Programmers have developed a computerized poker champion that has successfully defeated Darren Elias (who holds the most World Poker Tour titles), Chris "Jesus" Ferguson (winner of six World Series of Poker events), and 13 pros who, between them, have won over $1 million from the game.
In one experiment, each pro played 5,000 hands of poker against five copies of the machine, "Pluribus". In another, Pluribus played five pros at a time for 10,000 hands. AI came out on top both times. The results are published in Science.
"Pluribus achieved superhuman performance at multi-player poker, which is a recognized milestone in artificial intelligence and in game theory that has been open for decades," Tuomas Sandholm, Professor of Computer Science at Carnegie Mellon University and co-developer of Pluribus, said in a statement.
One thing that makes this triumph so special is the secretive nature of poker. In chess and Go, both players can see everything that goes on on the board. In poker, they can't – cards in play aren't always visible and players can bluff. This, the researchers say, makes it a trickier game to play for a machine built on logic and probabilities.
It also involves more players. This requires a strategy separate from the two-player games of before.
"Playing a six-player game rather than head-to-head requires fundamental changes in how the AI develops its playing strategy," Noam Brown, a research scientist at Facebook AI and co-developer, added.
Take, for example, Nash equilibrium: so long as your opponent's strategy remains the same, you won't benefit from changing yours. In a two-player game, it can be an effective strategy for AI – ideally, the human opponent will slip up or upset the equilibrium resulting in a win for the machine but at worst, the game will result in a tie.

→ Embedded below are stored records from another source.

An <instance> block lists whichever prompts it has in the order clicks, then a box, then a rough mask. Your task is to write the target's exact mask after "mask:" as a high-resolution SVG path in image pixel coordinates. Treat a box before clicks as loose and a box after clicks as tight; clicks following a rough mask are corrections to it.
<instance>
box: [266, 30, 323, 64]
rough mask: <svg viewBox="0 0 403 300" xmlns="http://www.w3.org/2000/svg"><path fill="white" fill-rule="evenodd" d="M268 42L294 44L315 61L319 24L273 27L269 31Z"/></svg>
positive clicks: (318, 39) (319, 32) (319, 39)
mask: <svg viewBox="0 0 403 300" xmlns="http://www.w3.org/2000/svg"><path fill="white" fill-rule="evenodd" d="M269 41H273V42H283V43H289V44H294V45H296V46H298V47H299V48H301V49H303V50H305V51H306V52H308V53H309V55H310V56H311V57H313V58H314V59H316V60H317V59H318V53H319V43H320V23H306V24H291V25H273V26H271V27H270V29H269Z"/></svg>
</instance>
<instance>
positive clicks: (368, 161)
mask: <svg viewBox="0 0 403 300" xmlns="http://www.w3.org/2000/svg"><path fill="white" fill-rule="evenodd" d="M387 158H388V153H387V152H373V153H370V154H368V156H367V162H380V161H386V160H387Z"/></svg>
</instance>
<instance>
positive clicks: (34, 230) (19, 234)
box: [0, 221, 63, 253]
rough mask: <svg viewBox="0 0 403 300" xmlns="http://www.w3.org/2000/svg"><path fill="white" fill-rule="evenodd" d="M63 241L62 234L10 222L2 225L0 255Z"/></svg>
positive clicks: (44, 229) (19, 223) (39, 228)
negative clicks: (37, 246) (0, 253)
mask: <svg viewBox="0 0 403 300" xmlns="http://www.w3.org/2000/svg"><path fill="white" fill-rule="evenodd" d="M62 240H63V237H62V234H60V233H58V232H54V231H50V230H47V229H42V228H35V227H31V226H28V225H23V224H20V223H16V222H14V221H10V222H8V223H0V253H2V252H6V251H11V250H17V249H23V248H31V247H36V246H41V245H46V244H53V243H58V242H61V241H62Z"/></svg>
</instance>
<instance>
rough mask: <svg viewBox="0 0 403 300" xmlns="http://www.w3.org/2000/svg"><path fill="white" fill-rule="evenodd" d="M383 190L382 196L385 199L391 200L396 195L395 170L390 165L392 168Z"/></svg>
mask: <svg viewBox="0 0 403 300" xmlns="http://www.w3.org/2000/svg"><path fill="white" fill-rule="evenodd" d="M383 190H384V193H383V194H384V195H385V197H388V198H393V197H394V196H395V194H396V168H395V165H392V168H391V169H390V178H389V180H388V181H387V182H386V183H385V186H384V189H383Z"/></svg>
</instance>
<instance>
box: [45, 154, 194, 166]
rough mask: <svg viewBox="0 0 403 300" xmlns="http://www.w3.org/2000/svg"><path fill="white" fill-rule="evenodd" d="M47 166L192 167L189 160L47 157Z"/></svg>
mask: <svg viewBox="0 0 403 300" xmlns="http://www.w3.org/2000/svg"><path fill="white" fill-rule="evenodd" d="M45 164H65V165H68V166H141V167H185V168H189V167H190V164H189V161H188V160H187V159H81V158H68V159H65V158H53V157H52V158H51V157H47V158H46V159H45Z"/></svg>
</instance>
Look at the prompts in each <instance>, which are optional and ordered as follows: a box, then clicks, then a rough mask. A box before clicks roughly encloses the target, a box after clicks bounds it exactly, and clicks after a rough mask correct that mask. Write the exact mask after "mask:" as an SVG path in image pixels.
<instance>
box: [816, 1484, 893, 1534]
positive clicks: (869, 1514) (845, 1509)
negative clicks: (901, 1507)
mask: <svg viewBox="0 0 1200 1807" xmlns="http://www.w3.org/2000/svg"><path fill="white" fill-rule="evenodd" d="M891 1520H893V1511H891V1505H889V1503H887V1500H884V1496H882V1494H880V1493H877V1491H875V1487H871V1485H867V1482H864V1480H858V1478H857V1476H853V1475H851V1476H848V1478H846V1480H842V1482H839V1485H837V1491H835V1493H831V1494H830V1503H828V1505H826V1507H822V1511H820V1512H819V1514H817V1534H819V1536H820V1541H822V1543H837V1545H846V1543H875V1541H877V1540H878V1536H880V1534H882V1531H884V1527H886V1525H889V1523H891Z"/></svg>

This doesn't work when you add in more players.
"[Pluribus'] major strength is its ability to use mixed strategies," said Elias. "That's the same thing that humans try to do. It's a matter of execution for humans – to do this in a perfectly random way and to do so consistently. Most people just can't."
One unusual strategy adopted by the machine was "donk betting", which involves ending one round with a call and starting the next with a bet. Traditionally, it's seen as a weak, non-sensical move that human players tend to avoid. Yet, Pluribus used donk bets much more frequently than its (defeated) human opponents.
So, how did programmers build Pluribus? First, they had it play against five copies of itself, so it could learn the game through trial and error and create a "blueprint" for use in future matches.
Pluribus uses a limited-lookahead search algorithm, enabling it to predict the strategy its opponents will use in the next two to three plays (rather than the entire game). The technique isn't perfect – it considers just five possible continuation strategies for each player (the true number is much higher), but it's sufficient to enable the machine to carry out a strong strategy.
Pluribus also thrives on unpredictability. After all, it wouldn't get very far if it saved its bets for excellent hands only.
The implications of this achievement could extend well beyond poker. The novel strategy makes AI more relevant to "real-world" problems, which often involve missing information and multiple players.
"The ability to beat five other players in such a complicated game opens up new opportunities to use AI to solve a wide variety of real-world problems," said Brown.